Hay un hombre de pueblo que la Patria no deja morir nunca, porque se volvió huella perenne en cada retazo de suelo por el que transitó. Un hombre que vive con su ejemplo eternamente entre los suyos.
En ese hombre va la dignidad de un país que lo honra a diario con la defensa de su soberanía. Es la mejor manera de no dejar partir al Comandante del carisma inmenso y del arrojo, al compañero de cien batallas, al Señor de la Vanguardia, al guerrillero legendario… al Camilo nuestro.
Nuestro, porque se ganó el cariño de una nación desde el sacrificio personal, la sencillez, la transparencia de su sonrisa franca, y desde una personalidad intachable forjada en los días de guerra y durante los escasos meses que acompañó a la Revolución después del triunfo.
Nuestro, porque Camilo fue más que un rebelde y expedicionario del yate Granma, más que el amigo incondicional del Che y el hombre de confianza de Fidel, fue más que el líder de la Columna 2 Antonio Maceo, o el Héroe de Yaguajay; Camilo fue, es y será «la imagen de un pueblo» que encontró, en este joven de 27 años, la estirpe de un revolucionario apegado al honor, a la verdad y a una sensibilidad muy suya, que le ganó el afecto colectivo.
Legó no solo su sentido del deber y del humor en medio de la lucha, sino su respeto y compañerismo en la guerrilla, donde compartió comida y hamaca, y fue capaz de exigir que atendieran a un herido antes que a él, aun cuando, también, tenía balas en el cuerpo.

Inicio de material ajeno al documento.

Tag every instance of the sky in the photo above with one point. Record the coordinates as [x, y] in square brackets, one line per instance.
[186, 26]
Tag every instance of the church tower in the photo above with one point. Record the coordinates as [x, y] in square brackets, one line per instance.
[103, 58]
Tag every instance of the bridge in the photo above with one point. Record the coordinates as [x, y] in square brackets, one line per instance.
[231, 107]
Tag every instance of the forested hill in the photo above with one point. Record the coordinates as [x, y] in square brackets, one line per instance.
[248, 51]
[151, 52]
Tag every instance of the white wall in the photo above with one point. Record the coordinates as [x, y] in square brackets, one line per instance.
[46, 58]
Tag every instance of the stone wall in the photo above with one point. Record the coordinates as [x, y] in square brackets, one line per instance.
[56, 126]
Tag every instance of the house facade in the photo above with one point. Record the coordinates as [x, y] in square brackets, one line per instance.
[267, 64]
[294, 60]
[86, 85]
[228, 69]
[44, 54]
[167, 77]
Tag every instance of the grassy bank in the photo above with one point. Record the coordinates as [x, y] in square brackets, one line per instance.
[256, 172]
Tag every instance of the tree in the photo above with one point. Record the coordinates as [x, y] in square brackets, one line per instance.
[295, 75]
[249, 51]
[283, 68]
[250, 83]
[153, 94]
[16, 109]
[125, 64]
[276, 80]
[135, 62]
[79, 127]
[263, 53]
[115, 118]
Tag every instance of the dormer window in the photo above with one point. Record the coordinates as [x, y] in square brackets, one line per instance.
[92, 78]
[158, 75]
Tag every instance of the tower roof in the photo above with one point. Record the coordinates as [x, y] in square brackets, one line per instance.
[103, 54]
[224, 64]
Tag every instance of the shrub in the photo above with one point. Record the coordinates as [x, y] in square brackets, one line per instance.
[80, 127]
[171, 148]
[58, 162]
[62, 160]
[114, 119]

Su historia nos habla del guerrero completo que no taladró a tiros un cuartel batistiano porque, dentro, había una niña; que le dio su dinero a unos jóvenes rebeldes para que no fueran con las manos vacías a ver a sus madres, y que amó a la cultura como a la Patria misma, siendo el primero en sacar el ballet del teatro para llevarlo a las montañas, y el promotor del primer documental en Revolución, que bajo el título de Esta Tierra nuestra, reflejó los atropellos de la guardia rural contra el campesinado.

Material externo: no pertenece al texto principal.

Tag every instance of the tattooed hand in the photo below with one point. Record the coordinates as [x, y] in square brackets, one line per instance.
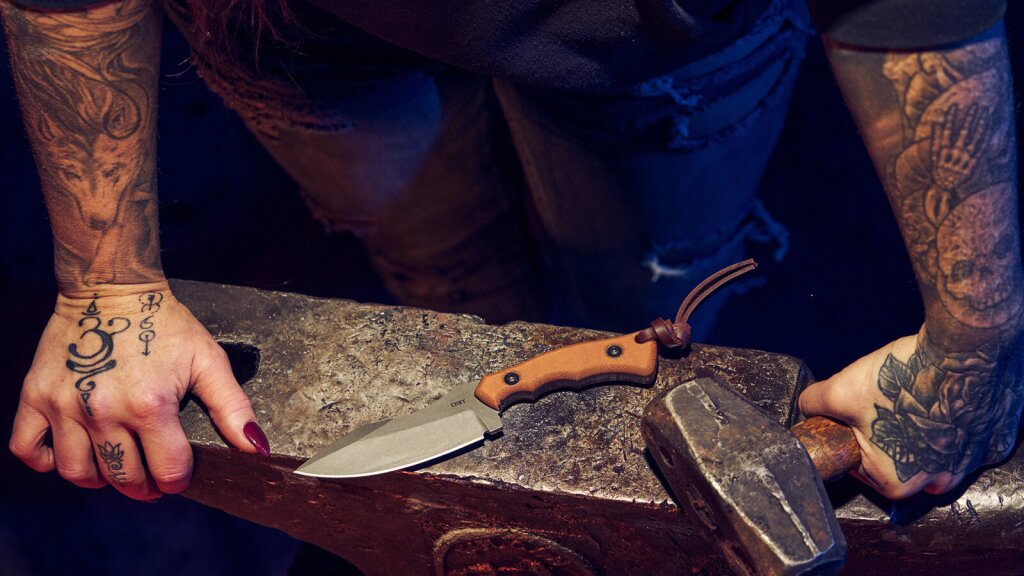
[925, 415]
[107, 380]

Maceísta, martiano y fidelista hasta el último día que nos regaló su presencia física, antes de montarse en el avión que lo trasladó hacia la eternidad, aquel fatídico 28 de octubre de 1959, Camilo no dejó nunca de sorprender, porque hasta se nos marchó de la forma menos sospechada y cuando nadie estaba listo para su partida.

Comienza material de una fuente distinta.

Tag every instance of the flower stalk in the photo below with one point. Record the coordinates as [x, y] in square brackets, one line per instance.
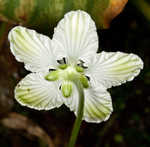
[78, 120]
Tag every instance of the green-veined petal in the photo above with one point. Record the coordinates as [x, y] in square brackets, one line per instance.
[37, 93]
[114, 68]
[75, 37]
[32, 48]
[97, 106]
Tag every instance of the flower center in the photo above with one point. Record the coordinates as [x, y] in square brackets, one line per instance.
[67, 74]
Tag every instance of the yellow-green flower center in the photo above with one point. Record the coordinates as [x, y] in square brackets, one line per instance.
[67, 74]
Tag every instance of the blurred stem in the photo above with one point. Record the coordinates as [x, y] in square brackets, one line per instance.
[143, 6]
[78, 120]
[2, 29]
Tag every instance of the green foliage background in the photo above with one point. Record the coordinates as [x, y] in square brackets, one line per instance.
[129, 124]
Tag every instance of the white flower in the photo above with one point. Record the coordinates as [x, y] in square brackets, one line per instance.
[72, 51]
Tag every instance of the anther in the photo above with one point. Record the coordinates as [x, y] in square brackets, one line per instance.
[52, 69]
[88, 78]
[62, 61]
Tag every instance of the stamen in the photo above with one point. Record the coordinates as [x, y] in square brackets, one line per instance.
[60, 87]
[87, 77]
[62, 61]
[52, 69]
[81, 64]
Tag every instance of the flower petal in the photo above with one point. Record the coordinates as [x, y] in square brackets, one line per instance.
[35, 92]
[34, 49]
[97, 106]
[114, 68]
[75, 37]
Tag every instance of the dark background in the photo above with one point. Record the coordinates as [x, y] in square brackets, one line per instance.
[128, 126]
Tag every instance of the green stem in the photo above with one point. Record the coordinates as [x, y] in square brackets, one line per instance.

Quince días de exhaustiva, pero infructuosa búsqueda, nos dejaron el sinsabor de no darle un último adiós al Comandante del sombrero alón. Es cierto que aquella tarde de octubre nos robó para siempre al hombre, pero nos dejó al héroe y a su recuerdo entrañable, ese que ya estaba tallado en las esencias de la Revolución, y al que hoy decimos: ¡Cuba va bien, Camilo!